By now, tears were streaming down my face and my daughter had looked up and matter of factly stated, “well, I guess I’ll be going now.” She left me alone in my office with 2 pieces of thin parchment paper, the carefully guarded documents of love twide gone sour nearly 50 years ago. I thought of my father, a man I held dear in my heart for his gentle spirit and his refusal to speak meanly of anyone and how I had thought he fell prey to the young nanny for the adoring look in her eyes. I wondered how my mother could not have delighted in his love, but then remembered too that he was not perfect and that I had never been married to him. I imagined too, a high school love, idyllic with dreams of the big city and how small her first husband might have felt next to her beauty and huge appetite. Yes, it made as much sense that they would have left her for their real or imagined unmet needs as she would have left them for hers.

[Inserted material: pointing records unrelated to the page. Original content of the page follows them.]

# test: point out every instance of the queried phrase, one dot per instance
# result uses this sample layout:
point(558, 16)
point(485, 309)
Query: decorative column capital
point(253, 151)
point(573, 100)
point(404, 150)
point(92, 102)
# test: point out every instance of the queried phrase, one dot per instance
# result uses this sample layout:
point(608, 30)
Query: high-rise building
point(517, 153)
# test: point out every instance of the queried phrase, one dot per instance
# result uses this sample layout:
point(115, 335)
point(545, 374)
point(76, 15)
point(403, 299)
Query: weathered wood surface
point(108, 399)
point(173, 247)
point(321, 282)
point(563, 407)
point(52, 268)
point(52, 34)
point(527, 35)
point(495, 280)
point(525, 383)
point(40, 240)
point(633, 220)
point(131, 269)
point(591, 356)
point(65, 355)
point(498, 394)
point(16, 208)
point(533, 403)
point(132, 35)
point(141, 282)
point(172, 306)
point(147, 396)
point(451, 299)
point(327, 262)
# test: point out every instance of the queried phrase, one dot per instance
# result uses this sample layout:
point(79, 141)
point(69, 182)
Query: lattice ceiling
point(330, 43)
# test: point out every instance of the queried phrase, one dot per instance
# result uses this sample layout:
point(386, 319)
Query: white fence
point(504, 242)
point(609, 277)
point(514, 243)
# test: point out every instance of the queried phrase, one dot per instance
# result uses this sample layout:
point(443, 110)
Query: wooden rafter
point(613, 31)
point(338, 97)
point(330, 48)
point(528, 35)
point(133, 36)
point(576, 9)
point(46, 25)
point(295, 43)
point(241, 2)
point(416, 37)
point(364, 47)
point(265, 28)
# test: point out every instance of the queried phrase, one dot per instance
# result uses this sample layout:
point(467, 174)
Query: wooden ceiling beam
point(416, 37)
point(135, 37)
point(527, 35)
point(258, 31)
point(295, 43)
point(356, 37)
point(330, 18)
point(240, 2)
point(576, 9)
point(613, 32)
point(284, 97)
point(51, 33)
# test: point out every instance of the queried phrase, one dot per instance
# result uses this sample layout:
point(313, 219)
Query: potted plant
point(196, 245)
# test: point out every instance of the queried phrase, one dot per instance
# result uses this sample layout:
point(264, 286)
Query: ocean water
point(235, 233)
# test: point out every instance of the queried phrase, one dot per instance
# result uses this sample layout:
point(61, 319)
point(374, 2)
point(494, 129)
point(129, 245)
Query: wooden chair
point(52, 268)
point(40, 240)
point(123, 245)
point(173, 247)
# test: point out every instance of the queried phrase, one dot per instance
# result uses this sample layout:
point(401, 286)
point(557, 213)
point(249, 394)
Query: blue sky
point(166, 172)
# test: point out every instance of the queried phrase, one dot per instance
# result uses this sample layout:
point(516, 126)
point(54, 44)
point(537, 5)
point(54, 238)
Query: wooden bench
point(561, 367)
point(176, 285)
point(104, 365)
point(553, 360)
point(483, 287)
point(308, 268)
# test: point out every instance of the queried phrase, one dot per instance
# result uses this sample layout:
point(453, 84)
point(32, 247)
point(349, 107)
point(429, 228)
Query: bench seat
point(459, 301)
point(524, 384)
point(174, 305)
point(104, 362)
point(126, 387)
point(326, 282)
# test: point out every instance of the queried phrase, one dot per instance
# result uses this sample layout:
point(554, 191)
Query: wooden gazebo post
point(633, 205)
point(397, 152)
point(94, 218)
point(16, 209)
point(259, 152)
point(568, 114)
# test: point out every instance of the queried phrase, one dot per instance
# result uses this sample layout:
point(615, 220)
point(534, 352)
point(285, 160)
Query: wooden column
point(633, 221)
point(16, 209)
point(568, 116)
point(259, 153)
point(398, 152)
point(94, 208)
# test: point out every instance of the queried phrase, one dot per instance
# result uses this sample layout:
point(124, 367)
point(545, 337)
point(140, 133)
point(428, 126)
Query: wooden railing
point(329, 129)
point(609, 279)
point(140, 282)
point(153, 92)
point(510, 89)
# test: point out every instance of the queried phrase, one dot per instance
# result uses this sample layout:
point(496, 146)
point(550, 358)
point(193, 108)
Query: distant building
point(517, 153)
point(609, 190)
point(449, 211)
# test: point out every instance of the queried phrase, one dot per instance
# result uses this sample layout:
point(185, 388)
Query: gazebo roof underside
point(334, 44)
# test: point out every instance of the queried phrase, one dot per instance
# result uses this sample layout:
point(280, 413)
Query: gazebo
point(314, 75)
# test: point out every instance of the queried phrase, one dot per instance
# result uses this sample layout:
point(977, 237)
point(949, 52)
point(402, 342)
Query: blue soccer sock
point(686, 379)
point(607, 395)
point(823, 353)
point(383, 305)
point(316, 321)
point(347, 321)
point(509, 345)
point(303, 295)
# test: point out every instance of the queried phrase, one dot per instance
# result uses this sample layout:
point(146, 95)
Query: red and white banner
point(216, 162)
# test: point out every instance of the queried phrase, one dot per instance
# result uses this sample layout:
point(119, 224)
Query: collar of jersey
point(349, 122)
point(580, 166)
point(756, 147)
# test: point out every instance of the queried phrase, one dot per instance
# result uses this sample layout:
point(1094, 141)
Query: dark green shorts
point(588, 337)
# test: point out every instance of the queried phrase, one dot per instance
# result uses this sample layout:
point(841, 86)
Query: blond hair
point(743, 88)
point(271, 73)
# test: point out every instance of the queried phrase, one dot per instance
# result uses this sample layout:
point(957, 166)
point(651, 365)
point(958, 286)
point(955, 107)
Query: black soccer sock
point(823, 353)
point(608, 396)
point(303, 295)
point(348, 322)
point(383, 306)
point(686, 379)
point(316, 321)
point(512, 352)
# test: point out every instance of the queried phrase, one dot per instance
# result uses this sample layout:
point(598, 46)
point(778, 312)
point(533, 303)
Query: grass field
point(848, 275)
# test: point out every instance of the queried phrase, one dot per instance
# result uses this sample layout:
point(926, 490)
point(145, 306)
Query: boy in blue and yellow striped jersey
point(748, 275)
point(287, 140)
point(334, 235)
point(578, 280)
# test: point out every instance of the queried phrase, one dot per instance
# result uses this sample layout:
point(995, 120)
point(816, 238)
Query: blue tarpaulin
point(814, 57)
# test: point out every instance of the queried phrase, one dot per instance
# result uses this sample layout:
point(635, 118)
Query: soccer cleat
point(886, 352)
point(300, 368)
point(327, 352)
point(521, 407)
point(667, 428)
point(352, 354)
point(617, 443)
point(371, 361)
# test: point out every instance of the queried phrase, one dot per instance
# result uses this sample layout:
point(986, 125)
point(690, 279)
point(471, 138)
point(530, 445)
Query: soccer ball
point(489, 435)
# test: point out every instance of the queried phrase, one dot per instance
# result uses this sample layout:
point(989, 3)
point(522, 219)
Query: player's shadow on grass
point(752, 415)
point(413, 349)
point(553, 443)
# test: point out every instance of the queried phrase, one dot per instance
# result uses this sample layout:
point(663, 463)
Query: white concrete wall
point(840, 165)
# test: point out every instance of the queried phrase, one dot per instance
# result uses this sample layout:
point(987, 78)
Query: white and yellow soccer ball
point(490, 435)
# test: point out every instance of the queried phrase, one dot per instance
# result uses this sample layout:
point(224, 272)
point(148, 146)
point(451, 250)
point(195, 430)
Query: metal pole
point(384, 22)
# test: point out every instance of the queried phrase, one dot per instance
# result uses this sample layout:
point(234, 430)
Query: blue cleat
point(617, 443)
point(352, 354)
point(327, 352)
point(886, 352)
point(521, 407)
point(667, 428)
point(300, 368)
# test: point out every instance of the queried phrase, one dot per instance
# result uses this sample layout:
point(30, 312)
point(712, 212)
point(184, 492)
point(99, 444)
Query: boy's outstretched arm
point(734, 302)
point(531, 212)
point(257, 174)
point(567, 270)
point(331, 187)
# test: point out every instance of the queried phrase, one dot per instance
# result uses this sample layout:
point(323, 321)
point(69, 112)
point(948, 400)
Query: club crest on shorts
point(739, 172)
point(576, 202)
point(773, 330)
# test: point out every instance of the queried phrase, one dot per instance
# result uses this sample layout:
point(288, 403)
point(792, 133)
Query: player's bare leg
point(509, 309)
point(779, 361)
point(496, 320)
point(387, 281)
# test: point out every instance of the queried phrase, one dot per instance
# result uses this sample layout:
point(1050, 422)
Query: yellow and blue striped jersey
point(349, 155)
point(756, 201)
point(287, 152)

So, what does it mean now, that my mother was left, not the leave-er? Did I learn that men leave for good reason, rather than are asked to go when they fail? My own marriage has suffered perhaps from unspoken scripts being re-enacted by unwitting players. Since year one and his extra-marital affair, I have had dreams of my own husband leaving and now it turns out I may be the one to go after my own straying 17 years later. When someone looks outside a marriage, there is usually some distress they are trying to shake off. Whether my mother’s “cruelty” caused my father’s affair or vice versa or her dissatisfaction with the small town boy she had first married had been acted out with unkindness seems less relevant. I’m not sure it matters who leaves or why. What lingers is the legacy left behind for 2 daughters, one still single at mid-life, who never found ease in their own couplings and who perhaps learned to push away the ones they have loved before ever feeling the life-long pain of being left themselves.